Yazar
Adı: Stefan Zweig
Basım
Yılı: 2017
Yayınevi:
Türkiye İş Bankası
Sayfa
Sayısı: 110
“Bu
yedi kollu bir şamdanın yazgısına dayandırılmış büyük bir söylencedir.”
455
yılında Vandallar, Roma’yı yağmalamaya gelirler. Roma’da hiçbir savunma hazırlığı
yapılmamıştır. Roma’nın tamamı 1 saat içinde Vandalların eline geçer. Planlı
yağma 13 gün boyunca sürer. Taşınabilir her şeyi çekip alırlar. Mezarların
içindeki cesetlerin üzerindeki tüm değerli eşyaları bile gasp ederler. Ama tek
bir ev yakılmamış, kimsenin kanı akmamıştır.
Roma’nın Yahudi cemaati, Moşe Abthalion’un
evinde toplanır. Roma’lı Yahudilerin yürekleri sıkıntı içindedir. Korku dolu
önseziyle bir araya toplanmışlardır. Çünkü kuşaklardan beri öğrendikleri bir
şey vardır. Yaşadıkları kentin veya ülkenin başına felaket gelmesi demek
sonunda onlar içinde felaket demektir. Bu yazgılarına isyan edemeyeceklerini de
öğrenmişlerdir. Çünkü her bakımdan her yerde onlar azınlıktır. Tek silahları
duaydı. “Bu bozuk dünyada tek sığınak, huzur ve avuntu duaydı. Dua
olağanüstüdür. Korkuyu büyük bir vaatle uyuşturur, ruhun ürküntüsüne toplu
dualarla uyku verir, yürekteki ağırlığı kendi kendine mırıldanan kanatlarla
yukarıya, Tanrı’ya çıkarırdı; bu yüzden zor zamanlarda dua etmek iyiydi;
birlikte dua etmek daha da iyiydi.

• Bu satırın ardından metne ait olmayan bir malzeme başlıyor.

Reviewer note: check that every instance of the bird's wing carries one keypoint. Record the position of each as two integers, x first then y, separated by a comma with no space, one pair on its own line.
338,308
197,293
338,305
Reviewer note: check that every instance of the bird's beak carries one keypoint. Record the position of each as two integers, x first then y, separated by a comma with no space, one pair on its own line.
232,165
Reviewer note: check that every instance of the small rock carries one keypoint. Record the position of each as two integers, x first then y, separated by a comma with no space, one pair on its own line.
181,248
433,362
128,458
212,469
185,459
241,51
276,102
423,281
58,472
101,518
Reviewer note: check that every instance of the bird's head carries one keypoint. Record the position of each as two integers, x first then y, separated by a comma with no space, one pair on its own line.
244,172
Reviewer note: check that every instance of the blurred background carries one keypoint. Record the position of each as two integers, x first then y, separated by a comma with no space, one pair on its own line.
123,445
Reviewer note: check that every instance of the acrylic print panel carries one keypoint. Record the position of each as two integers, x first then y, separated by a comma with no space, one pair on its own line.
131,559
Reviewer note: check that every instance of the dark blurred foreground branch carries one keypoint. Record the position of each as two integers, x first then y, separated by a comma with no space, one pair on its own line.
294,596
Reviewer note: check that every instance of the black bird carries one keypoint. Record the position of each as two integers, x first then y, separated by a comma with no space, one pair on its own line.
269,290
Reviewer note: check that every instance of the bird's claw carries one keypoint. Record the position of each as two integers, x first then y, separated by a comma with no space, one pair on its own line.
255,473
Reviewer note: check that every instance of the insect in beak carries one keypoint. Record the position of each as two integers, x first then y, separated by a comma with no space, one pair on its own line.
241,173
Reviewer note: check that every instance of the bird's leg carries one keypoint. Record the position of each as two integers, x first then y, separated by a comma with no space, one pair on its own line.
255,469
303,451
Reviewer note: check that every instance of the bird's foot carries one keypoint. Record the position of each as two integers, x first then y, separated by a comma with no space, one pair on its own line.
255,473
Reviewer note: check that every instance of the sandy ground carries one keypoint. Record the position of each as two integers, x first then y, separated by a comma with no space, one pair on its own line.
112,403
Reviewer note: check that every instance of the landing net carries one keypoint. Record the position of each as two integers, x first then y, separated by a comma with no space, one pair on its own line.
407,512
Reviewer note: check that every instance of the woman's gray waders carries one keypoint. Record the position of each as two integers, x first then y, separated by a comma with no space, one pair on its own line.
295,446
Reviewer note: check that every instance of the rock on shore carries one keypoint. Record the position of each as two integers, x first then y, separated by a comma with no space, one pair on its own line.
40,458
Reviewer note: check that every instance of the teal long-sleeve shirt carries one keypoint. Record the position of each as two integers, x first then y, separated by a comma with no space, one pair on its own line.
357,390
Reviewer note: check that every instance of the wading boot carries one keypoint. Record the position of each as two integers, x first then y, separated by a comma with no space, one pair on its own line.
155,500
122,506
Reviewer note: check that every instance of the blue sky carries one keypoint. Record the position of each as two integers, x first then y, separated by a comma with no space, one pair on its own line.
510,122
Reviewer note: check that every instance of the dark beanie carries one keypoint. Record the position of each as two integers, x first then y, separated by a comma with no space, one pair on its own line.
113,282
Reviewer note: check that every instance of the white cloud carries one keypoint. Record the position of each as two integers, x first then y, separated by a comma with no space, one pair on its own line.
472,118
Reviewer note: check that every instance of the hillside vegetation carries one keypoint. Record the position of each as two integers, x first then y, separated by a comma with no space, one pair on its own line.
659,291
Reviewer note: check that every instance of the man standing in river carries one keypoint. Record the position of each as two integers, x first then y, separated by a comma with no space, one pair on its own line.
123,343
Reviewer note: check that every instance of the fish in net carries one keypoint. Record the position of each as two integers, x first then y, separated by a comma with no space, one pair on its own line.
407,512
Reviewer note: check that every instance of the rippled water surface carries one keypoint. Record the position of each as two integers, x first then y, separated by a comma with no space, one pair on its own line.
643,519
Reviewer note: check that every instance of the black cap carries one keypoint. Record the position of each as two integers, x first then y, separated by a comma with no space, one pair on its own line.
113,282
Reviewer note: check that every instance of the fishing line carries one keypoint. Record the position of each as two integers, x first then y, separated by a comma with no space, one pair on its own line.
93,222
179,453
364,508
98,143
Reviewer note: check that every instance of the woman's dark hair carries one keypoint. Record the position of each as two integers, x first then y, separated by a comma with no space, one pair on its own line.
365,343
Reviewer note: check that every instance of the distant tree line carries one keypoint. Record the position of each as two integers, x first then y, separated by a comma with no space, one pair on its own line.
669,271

Çünkü birlikte omuzlanırsa bütün güçlükler
hafifler ve iyilikler bağlılıkla yapılırsa Tanrı katında daha da iyi olurdu. S.
9
Derken kapı çalınır. “Artık bitti buldular
onu, Musa’nın şamdanını” Süleyman tapınağından çıkan, Yahudilerin kutsal
emaneti Yedi Kollu Şamdanı bulmuşlardı. Kölelerden biri, şamdanı saklarken
gözetlemiş ve karşılığında özgür kalabilmek için bunu haydutlara söylemişti.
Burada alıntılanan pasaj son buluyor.